The most significant challenge in applied fluid mechanics is the limited understanding, and therefore limited prediction capability, of turbulence dependent features. This reduces industrial confidence in CFD for aeronautical applications such as flow detachment over an aircraft wing and shock boundary layer interactions. Against this background, the HiFi TURB project, coordinated by NUMECA, is addressing key deficiencies in turbulence modelling.

The large scale availability of High-Performance Computing (HPC) opens the door to a truly novel approach to turbulence model development. Exploiting Artificial Intelligence (AI) and Machine Learning (ML) techniques applied to a database of high-fidelity, scale-resolving simulations of test cases that contain most features of separated flow regions or complex 3D flows.

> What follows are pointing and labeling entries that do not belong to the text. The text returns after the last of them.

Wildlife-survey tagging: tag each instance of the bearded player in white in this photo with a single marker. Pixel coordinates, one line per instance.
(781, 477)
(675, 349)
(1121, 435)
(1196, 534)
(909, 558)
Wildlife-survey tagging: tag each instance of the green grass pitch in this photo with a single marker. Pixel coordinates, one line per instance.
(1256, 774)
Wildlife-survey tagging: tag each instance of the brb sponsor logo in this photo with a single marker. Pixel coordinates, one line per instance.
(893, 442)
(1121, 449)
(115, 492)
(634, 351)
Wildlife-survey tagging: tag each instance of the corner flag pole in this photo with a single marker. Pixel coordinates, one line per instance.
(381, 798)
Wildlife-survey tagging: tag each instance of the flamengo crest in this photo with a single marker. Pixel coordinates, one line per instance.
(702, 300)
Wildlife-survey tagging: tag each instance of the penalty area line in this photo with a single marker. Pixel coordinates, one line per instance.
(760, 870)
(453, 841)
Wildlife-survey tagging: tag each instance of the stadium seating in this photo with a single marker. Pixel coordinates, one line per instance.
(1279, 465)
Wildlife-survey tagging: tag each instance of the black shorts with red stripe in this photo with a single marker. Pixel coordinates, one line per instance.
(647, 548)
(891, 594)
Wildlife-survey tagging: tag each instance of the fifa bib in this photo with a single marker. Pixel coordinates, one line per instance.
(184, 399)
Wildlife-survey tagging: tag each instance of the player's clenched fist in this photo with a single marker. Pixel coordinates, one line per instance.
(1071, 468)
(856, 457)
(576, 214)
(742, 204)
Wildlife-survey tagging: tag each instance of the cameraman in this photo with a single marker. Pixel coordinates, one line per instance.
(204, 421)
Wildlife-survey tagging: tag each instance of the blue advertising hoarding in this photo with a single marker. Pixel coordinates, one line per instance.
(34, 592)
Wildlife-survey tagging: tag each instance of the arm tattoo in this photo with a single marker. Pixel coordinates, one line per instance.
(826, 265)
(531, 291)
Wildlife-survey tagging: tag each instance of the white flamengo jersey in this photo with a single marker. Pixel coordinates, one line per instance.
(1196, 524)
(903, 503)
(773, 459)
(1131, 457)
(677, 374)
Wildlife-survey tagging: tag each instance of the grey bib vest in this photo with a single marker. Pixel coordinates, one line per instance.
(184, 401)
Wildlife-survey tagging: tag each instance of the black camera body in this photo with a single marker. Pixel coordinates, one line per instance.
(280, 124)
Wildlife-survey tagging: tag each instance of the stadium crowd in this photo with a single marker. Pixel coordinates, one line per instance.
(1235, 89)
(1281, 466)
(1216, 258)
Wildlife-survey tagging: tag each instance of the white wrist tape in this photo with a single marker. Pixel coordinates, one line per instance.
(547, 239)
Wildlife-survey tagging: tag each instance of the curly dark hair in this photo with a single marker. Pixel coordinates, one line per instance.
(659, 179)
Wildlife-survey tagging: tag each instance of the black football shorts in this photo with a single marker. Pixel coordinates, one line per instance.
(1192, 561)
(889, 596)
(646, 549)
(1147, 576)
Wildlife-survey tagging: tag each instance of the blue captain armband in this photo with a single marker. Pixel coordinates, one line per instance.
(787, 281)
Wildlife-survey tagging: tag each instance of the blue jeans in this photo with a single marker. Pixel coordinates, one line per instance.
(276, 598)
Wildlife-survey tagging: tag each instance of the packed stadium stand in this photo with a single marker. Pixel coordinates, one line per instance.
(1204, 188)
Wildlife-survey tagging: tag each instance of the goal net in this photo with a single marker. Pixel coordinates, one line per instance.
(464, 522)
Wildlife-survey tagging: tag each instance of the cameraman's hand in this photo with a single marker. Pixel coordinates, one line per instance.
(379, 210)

Figure 1 shows an example of a flow field that is used as the basis for the turbulence modelling task.

The volume of data produced by these simulations requires a different approach to extracting insight. Neural Concept supports this work by enabling deep learning workflows that help teams analyze very large 3D simulation datasets and uncover patterns that are difficult to detect with conventional post processing alone.

Using Neural Concept’s geometry based Variational Auto Encoders (VAE), NUMECA gained first insights into correlations across tens of statistically averaged flow variables. The VAE compresses high-dimensional simulation data into physically meaningful embeddings and reconstructs the original inputs with high accuracy. This makes it possible to explore and analyze complex flow behavior faster and more interactively, while preserving the link back to the underlying physics.

The outcome is easier handling of large simulation datasets, and new ways to apply data mining and statistical analysis techniques to improve understanding of the physics contained in the data.

Figure 2 shows an example of the possible analysis. The colors of the symbols on the 2D plot correspond to the value of the ‘embedding’ and are the same in the 3D view (left) and in the 2D plot (right). Points of the same color have the same value for all the considered physical quantities and the 3D view colored by the embedding value, gives us one global statistical representation for several physical quantities over the investigated domain. Both plots together provide a new perspective on the flow behavior via the machine learning model. Figure 2, shows snapshots of the views used in the Graphical User Interface.